Digitalisation in healthcare? So far we have only replaced the paper with a digital format. Doctors are frustrated and loose their faith in technologies.
In the article “Why Doctors Hate Their Computers”, published in The New Yorker, Atul Gawande analysed what happens when a computer screen stands between the doctor and patient. In my opinion, the frustration is not caused by technology, but something completely different.
Computer-related issues in the workplace are nothing new, and they can be observed in many sectors, especially during the initial stage of a digital transformation. The employee vs. computer issues most frequently arise from the need to change work procedures and previous habits. Who has never complained about a new IT system that they must learn? Who has not considered the old system to be better, more reliable and easier to use? Finally, who has never asked why it was necessary to implement the new solution anyway?
Technology will doubtlessly continue to improve speed reading and precise diagnosis skills, health monitoring and the development of new therapies. It will help document the therapy process, even though the information it provides might not necessarily broaden our knowledge. The higher the level of technological development, the more questions that arise and the greater the complexity of the processes.
We still don’t make best out of the digital health solutions.
The fact that we are still in the very painful, first stage of healthcare digitisation, seems to be the biggest problem. Switching from paper to digital formats is not just about changing the tool, and so we remain unable to use the automation from these new technologies to its full potential. The systems are not ready to analyse patients’ records or to warn about health hazards. Doctors often receive dozens of notifications about laboratory test results, but they cannot process them under the current work model. The amount of information and the possibilities available in the digital era increases faster than we can control or even manage. As a result, the technology controls us.
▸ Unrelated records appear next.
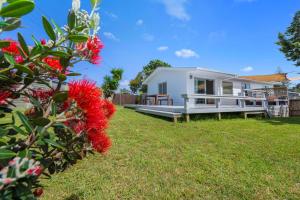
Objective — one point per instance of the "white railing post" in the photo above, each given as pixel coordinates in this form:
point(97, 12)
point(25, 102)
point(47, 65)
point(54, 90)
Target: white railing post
point(218, 103)
point(243, 103)
point(186, 102)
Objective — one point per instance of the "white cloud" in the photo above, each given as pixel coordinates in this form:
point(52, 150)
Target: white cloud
point(111, 36)
point(112, 15)
point(139, 22)
point(248, 69)
point(162, 48)
point(176, 8)
point(124, 84)
point(148, 37)
point(186, 53)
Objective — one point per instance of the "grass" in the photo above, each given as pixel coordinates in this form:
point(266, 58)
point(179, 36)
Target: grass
point(152, 158)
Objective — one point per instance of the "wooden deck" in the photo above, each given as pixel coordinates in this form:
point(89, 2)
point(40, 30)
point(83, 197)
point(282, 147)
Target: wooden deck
point(176, 112)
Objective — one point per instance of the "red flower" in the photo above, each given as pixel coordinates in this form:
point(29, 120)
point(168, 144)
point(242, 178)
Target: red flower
point(85, 93)
point(42, 95)
point(91, 49)
point(77, 125)
point(94, 45)
point(108, 108)
point(8, 181)
point(54, 63)
point(95, 110)
point(38, 192)
point(43, 42)
point(3, 96)
point(12, 48)
point(100, 141)
point(19, 59)
point(35, 171)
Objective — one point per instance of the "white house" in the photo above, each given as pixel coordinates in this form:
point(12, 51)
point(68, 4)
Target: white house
point(200, 81)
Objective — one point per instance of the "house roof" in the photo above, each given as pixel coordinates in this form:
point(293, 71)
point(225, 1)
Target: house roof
point(185, 69)
point(280, 77)
point(266, 79)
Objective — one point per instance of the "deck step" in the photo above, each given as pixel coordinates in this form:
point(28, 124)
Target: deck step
point(255, 113)
point(160, 113)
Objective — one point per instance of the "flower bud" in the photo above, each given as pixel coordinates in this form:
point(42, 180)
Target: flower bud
point(76, 5)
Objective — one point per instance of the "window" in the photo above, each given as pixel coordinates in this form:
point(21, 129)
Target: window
point(199, 101)
point(204, 86)
point(227, 88)
point(245, 89)
point(246, 86)
point(199, 86)
point(162, 88)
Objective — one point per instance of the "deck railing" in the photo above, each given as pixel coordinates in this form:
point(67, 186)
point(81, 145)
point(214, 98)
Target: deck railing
point(236, 101)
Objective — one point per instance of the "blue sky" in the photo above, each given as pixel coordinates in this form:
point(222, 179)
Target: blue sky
point(236, 36)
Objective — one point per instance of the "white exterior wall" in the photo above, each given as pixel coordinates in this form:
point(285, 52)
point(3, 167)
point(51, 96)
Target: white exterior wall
point(176, 84)
point(182, 82)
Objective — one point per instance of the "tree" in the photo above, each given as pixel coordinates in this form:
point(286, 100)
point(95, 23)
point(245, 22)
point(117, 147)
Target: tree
point(111, 83)
point(124, 91)
point(152, 65)
point(136, 84)
point(63, 124)
point(290, 40)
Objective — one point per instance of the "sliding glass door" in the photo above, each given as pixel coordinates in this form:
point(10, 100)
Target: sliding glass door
point(206, 87)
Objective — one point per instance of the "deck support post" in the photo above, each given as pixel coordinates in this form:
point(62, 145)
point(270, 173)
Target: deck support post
point(175, 119)
point(219, 116)
point(245, 115)
point(187, 117)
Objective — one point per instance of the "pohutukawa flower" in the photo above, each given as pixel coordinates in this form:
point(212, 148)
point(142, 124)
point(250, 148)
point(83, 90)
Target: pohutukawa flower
point(38, 192)
point(35, 171)
point(100, 141)
point(95, 111)
point(75, 5)
point(91, 49)
point(54, 63)
point(12, 48)
point(3, 96)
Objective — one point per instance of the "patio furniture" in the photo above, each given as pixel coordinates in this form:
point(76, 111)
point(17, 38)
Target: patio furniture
point(157, 99)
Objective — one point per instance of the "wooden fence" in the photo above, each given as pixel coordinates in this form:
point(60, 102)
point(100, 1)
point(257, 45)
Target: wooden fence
point(121, 99)
point(295, 107)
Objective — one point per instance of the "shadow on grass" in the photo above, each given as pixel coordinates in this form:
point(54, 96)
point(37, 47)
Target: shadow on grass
point(73, 197)
point(283, 121)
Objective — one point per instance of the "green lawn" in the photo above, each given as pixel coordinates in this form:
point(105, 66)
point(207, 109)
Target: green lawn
point(153, 158)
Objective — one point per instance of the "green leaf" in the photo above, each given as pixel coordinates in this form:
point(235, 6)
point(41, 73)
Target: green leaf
point(60, 97)
point(11, 24)
point(4, 43)
point(53, 143)
point(57, 27)
point(6, 154)
point(62, 77)
point(5, 70)
point(19, 130)
point(9, 58)
point(25, 121)
point(17, 8)
point(59, 54)
point(41, 121)
point(49, 29)
point(71, 19)
point(53, 109)
point(73, 74)
point(78, 38)
point(23, 44)
point(23, 69)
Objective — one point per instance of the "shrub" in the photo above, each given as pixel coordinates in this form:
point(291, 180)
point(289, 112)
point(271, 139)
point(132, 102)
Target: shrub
point(64, 124)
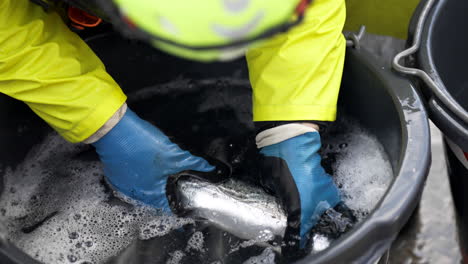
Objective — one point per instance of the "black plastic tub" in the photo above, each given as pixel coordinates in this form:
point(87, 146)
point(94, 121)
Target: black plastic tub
point(444, 55)
point(385, 104)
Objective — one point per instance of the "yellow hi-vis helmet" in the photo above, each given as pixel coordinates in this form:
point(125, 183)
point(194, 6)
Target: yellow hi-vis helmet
point(207, 30)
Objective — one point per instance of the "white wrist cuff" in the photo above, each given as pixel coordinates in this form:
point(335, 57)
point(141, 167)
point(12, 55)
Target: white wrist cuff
point(281, 133)
point(111, 123)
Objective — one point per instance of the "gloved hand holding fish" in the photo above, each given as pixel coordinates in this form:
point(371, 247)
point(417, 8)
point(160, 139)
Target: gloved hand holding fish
point(138, 160)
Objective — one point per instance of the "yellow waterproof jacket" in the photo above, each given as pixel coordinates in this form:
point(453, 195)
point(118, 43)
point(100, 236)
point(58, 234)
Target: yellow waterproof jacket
point(295, 76)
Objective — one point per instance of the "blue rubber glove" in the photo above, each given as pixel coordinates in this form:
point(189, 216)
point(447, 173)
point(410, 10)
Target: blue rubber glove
point(138, 158)
point(298, 158)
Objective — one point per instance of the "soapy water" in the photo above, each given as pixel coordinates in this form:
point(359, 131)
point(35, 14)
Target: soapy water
point(57, 208)
point(361, 168)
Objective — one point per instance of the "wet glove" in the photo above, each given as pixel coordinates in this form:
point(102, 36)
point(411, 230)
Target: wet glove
point(138, 158)
point(291, 168)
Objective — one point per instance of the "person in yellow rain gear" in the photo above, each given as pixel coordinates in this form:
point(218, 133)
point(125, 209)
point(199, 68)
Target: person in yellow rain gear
point(295, 53)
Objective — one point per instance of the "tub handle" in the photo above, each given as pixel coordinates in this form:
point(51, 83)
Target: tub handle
point(353, 39)
point(441, 94)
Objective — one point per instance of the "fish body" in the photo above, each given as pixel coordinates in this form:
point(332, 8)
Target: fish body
point(233, 206)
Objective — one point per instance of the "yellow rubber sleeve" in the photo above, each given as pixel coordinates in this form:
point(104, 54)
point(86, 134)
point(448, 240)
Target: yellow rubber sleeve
point(45, 65)
point(297, 75)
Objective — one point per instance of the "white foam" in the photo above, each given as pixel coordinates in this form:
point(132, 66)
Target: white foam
point(362, 169)
point(267, 257)
point(84, 225)
point(81, 224)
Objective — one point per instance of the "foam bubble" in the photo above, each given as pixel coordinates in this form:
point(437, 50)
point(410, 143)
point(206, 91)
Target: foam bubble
point(64, 212)
point(362, 169)
point(267, 257)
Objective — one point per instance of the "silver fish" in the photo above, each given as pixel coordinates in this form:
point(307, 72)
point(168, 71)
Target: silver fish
point(236, 207)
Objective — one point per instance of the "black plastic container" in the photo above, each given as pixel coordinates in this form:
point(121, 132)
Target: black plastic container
point(385, 104)
point(444, 56)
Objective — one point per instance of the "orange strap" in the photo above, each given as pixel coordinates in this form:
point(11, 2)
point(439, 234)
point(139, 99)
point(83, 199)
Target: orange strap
point(81, 20)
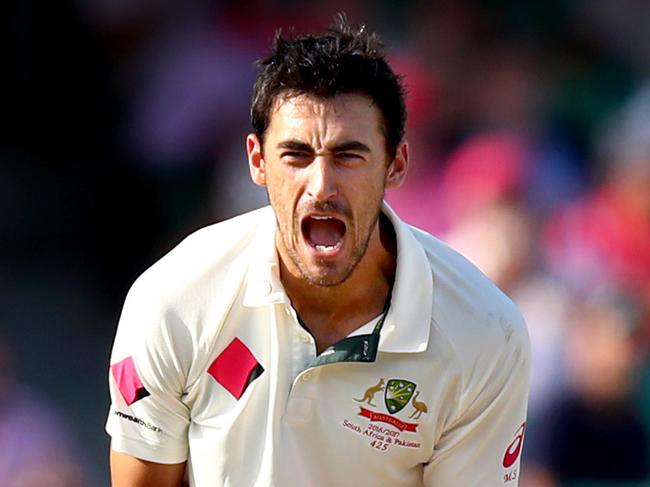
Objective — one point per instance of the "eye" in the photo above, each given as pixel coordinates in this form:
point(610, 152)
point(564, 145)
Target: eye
point(294, 154)
point(296, 158)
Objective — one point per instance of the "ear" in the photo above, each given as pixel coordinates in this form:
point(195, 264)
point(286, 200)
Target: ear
point(398, 167)
point(256, 164)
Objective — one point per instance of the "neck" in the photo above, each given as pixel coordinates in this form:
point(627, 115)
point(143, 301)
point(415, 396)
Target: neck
point(357, 300)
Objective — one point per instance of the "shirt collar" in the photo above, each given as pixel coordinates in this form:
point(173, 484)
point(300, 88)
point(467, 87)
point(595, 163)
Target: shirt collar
point(407, 324)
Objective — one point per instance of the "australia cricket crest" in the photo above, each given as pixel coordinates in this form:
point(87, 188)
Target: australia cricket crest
point(385, 425)
point(397, 394)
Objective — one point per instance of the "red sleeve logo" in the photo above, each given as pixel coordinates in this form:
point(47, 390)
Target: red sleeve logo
point(514, 448)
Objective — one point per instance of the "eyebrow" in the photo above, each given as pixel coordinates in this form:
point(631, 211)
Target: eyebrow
point(348, 145)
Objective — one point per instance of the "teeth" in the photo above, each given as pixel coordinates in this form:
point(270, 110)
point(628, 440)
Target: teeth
point(324, 248)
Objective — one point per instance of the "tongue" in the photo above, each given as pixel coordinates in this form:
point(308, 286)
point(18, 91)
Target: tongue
point(325, 232)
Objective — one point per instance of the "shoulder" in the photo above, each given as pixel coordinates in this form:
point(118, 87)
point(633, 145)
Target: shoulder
point(478, 322)
point(199, 272)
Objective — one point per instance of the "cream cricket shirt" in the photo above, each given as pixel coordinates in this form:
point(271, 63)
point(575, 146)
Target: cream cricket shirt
point(211, 365)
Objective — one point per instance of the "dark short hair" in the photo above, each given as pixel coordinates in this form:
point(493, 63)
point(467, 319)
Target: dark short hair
point(343, 60)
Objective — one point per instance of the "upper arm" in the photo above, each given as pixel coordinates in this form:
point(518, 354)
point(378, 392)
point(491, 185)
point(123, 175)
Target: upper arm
point(149, 418)
point(128, 471)
point(482, 446)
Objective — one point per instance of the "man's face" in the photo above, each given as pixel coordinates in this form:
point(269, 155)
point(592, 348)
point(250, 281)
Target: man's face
point(324, 164)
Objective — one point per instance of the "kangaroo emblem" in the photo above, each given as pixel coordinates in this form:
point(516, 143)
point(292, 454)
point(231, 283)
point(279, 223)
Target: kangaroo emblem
point(370, 393)
point(419, 406)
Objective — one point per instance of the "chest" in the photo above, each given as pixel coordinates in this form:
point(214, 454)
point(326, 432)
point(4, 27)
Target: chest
point(273, 404)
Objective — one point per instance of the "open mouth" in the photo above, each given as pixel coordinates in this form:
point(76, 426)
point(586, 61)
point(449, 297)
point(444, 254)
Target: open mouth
point(324, 233)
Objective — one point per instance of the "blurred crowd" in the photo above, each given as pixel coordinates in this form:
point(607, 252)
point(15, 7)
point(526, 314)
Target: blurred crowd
point(529, 126)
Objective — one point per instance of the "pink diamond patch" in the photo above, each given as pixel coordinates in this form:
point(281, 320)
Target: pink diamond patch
point(235, 368)
point(128, 381)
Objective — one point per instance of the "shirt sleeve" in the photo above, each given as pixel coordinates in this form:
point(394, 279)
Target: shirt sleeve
point(148, 418)
point(481, 447)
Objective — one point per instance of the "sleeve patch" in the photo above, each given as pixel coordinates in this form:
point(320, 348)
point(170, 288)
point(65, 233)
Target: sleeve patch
point(128, 381)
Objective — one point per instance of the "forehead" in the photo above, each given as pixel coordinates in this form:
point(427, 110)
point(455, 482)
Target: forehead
point(345, 115)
However, it is still up to doctors to decide how they can use the new technologies. They can turn away from the screen, and look at the patient. It is also easy to forget that the paper era did not make anything easier or faster. We often idealise the future when faced with current problems, and the amount of data that can be recorded with the use of digital tools continues to increase. For the time being, we are not 100% sure how to use it all, but this will slowly change, as this is the purpose of artificial intelligence systems. Following the period of fascination with technology and the generation of newer solutions, it is time to think about how we can develop tools that can be fully accepted by doctors. If not, then it means that the problem lies in the software development process and in the dialogue with the user. Doctors are not against IT, the frustration is caused by the procedures, administrative requirements and other liabilities.